Archaeological investigations began in 1846, when Prince Florestano of Monaco began an intense excavation activity in the cave that bears his name, sending some finds to Paris, materials which will then be dispersed; at that time the official recognition of the Palaeolithic had not yet taken place, therefore it was not possible to evaluate exactly the scope of the finds. It was only in 1870 that, with the works on the railway between Genoa and Marseilles and with the transfer to the area of ​​Emile Rivière (French doctor), the first productive excavations began.

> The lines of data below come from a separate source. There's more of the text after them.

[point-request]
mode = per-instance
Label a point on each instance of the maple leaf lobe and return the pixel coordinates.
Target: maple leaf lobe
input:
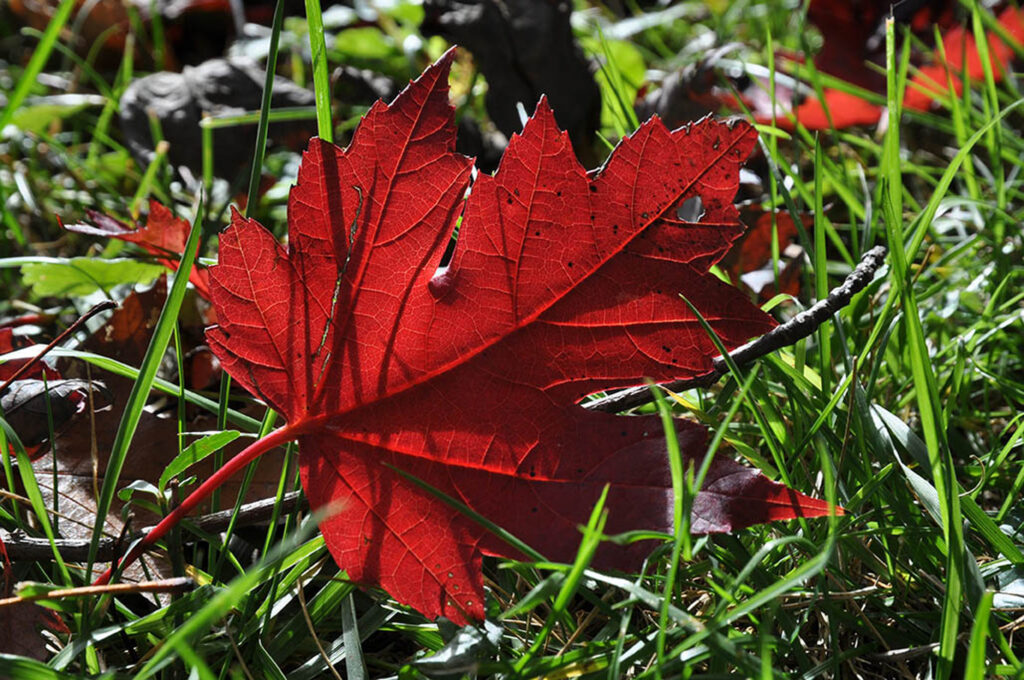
(468, 377)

To let the tracks pass, a deep trench was dug in the area in front of the caves with the discovery of numerous finds, most of which were purchased by Rivière who, with the enthusiasm of the moment, moved to obtain from the French authorities in 1871 financing and the excavation permit at the Balzi Rossi, a very curious event as the Caves, following the Treaty of Turin of 1860, i.e. after the 2nd War of Independence, were openly Italian property. The first complaints from the Italian authorities soon arrived until Rivière obtained the Italian excavation permits. Not satisfied, he bought the Barma Grande, the Baousso da Torre and the Grotta del Principe, while as local inhabitants he acquired the exclusive rights to exploit the Grotta dei Fanciulli, the Riparo Lorenzi, the Grotta di Florestano and the Grotta del Caviglione; from that moment he began to dig in the various caves until 1875.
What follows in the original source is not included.